Thingsboard Documentation

Documentation for using Thingsboard IoT Platform.

IoT data analytics using Apache Spark, Kafka and Thingsboard

Thingsboard rule engine supports basic analysis of incoming telemetry data, for example, threshold crossing. The idea behind rule engine is to provide functionality to route data from IoT Devices to different plugins, based on device attributes or the data itself.

However, most of the real-life use cases also require support of advanced analytics: machine learning, predictive analytics, etc.

This tutorial will demonstrate how you can:

Of course, analytics in this tutorial is quite simple, our goal is to highlight the integration steps.

Overview

image

Let’s assume we have big amount of weather stations that are located in different geo-location zones. Thingsboard is used to collect, store and visualize wind speed from this stations, but we are also interested in average wind speed in each geo-location zone. Once again, this is completely fake scenario just to demonstrate the integration of all components.

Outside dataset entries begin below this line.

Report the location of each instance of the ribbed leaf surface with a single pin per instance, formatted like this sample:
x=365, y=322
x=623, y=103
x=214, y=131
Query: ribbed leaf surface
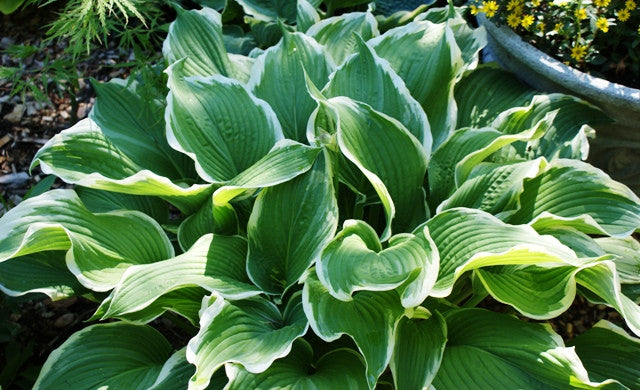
x=418, y=351
x=84, y=156
x=216, y=263
x=285, y=161
x=487, y=350
x=197, y=36
x=279, y=78
x=608, y=352
x=427, y=58
x=113, y=356
x=367, y=78
x=101, y=246
x=369, y=319
x=339, y=33
x=338, y=369
x=576, y=194
x=250, y=332
x=289, y=225
x=203, y=121
x=134, y=122
x=468, y=239
x=368, y=138
x=355, y=260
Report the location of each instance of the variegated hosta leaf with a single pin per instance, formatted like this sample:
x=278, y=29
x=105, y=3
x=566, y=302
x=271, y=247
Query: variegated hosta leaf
x=279, y=251
x=339, y=33
x=369, y=319
x=284, y=162
x=454, y=160
x=216, y=263
x=279, y=78
x=270, y=10
x=567, y=134
x=390, y=157
x=211, y=218
x=43, y=272
x=574, y=193
x=134, y=122
x=486, y=92
x=98, y=201
x=608, y=352
x=494, y=188
x=197, y=36
x=307, y=15
x=101, y=246
x=418, y=350
x=337, y=369
x=487, y=350
x=469, y=239
x=251, y=332
x=367, y=78
x=185, y=302
x=427, y=58
x=354, y=260
x=83, y=155
x=627, y=252
x=203, y=121
x=544, y=293
x=175, y=372
x=114, y=356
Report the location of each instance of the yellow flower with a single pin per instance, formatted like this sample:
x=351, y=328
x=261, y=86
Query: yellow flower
x=527, y=21
x=490, y=8
x=513, y=20
x=578, y=52
x=513, y=4
x=602, y=24
x=623, y=15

In this scenario we are going to upload wind speed as a telemetry reading, however, the geo-location zone will be a static attribute of the weather station device. This is logical, since telemetry readings are going to change often, and the geo-location is static.

We will analyze real-time data from multiple devices using Spark Streaming job with 10 seconds batch window.

In order to store and visualize results of the analytics we are going to create one virtual device for each geo-location zone. This is possible using special Thingsboard MQTT Gateway API. This API allows to efficiently stream data from multiple devices using single MQTT session. So, in our case, the Spark Job itself acts as a gateway that publish data on behalf of several virtual devices. Let’s name this gateway as an Analytics Gateway.

Prerequisites

We assume you have Thingsboard instance is up and running. We also assume you are familiar with Kafka and Spark and have also prepared those environments for this tutorial.

Thingsboard configuration steps

Step 1. Configuration of Kafka Plugin

We need to configure Kafka Plugin that will be used to push telemetry data to Kafka. You can find detail description of Kafka Plugin here.

Download the json with plugin descriptor and use this instructions to import it to your instance.

Please note that the plugin configuration expects Kafka to be running on the localhost with port 9092.

image

Don’t forget to activate your new plugin instance by clicking on corresponding button in plugin details!

Step 2. Configuration of Telemetry Forwarding Rule

Now we need to configure the Rule that will be used to push wind speed data from the weather stations to Kafka.

Download the json with plugin descriptor and use this instructions to import it to your instance.

Don’t forget to activate your new rule instance by clicking on corresponding button in plugin details!

Let’s review main rule configuration below.

Attributes filter

Thingsboard may process data from completely different devices. We will use filter by device attributes in order to filter out data that belongs to Weather Station devices.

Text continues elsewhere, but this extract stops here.